Pour éviter ce piège, le GIEC préconise une planification et une mise en place des actions d’adaptation sur le long-terme, une trajectoire flexible, une approche multi-sectorielle, multi-acteurs, et surtout inclusive. La fenêtre se resserre pour mettre en œuvre, généraliser et accélérer les efforts d’adaptation pour nos systèmes et écosystèmes. Toutes les parties prenantes doivent s’unir pour créer la toile de fond propice, avec :

  • une volonté et un engagement politiques fort à toutes les échelles, malgré les bénéfices de moyen et long-terme ;
  • des cadres et outils pour fixer des objectifs clairs, définir les responsabilités et massifier la mise en œuvre ;
  • un renforcement de l’information sur les risques, impacts, conséquences, et solutions d’adaptation ;
  • des financements publics et privés encore plus importants qu’estimés dans le dernier rapport d’évaluation en 2014 ;
  • un suivi et un pilotage renforcés ;
  • et une gouvernance, elle aussi, inclusive.

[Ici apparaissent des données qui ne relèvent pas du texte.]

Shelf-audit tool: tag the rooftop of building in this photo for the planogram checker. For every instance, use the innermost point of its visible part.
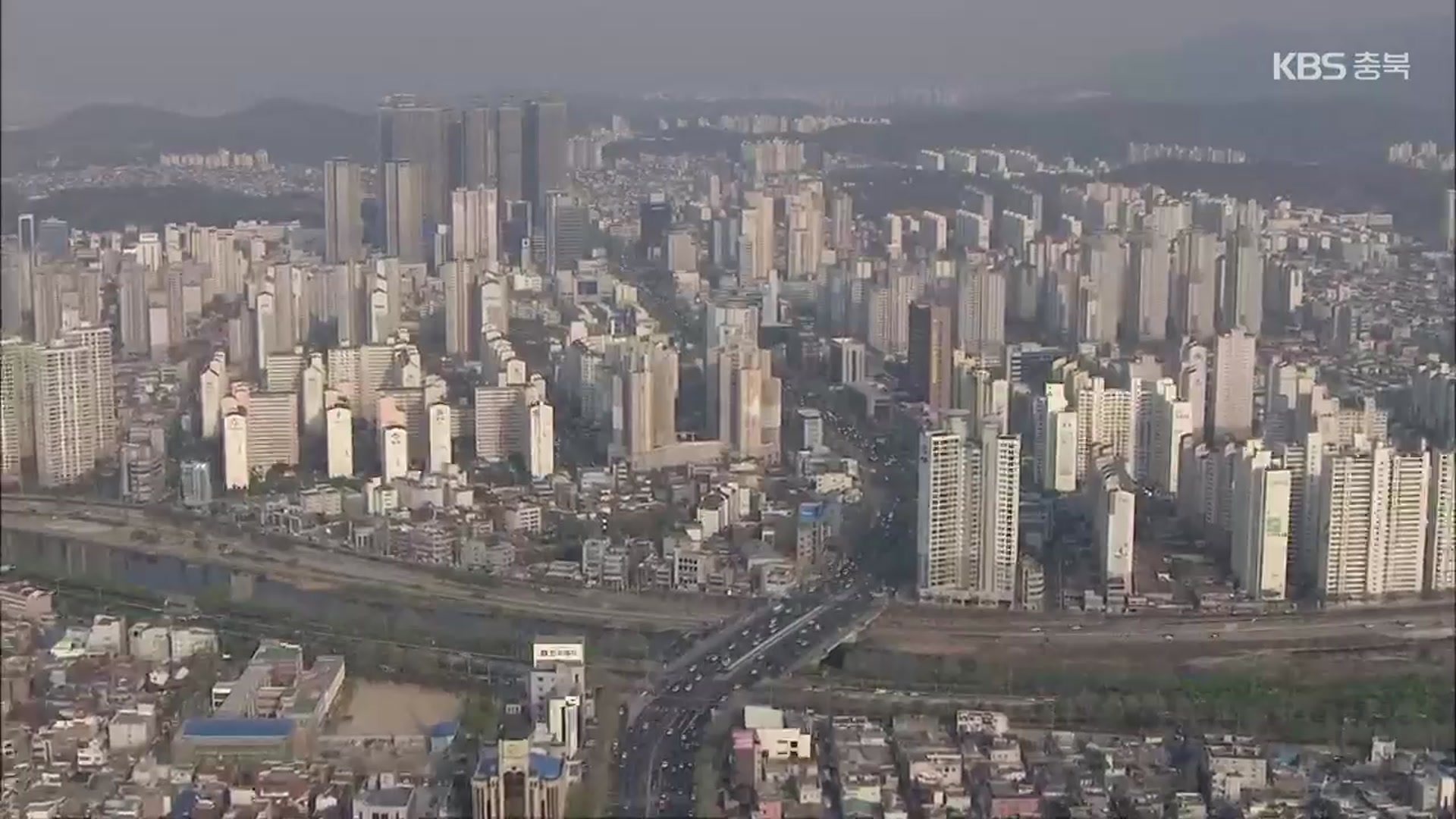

Les scientifiques nous pressent de tous et toutes coopérer pour faire advenir un modèle de développement durable, désirable, et tout simplement vivable, pour le plus grand nombre. La compétition entre atténuation, adaptation et développement doit cesser et laisser place à des actions globales. Le troisième volet de ce 6ème rapport, publié début avril, complètera l’attirail de solutions à notre disposition pour relever le défi unique de garder la Terre sous la barre des 1,5°C. La somme de nos choix sociétaux déterminera notre cheminement vers ce que le GIEC appelle un « climate resilient development » … ou vers le chaos.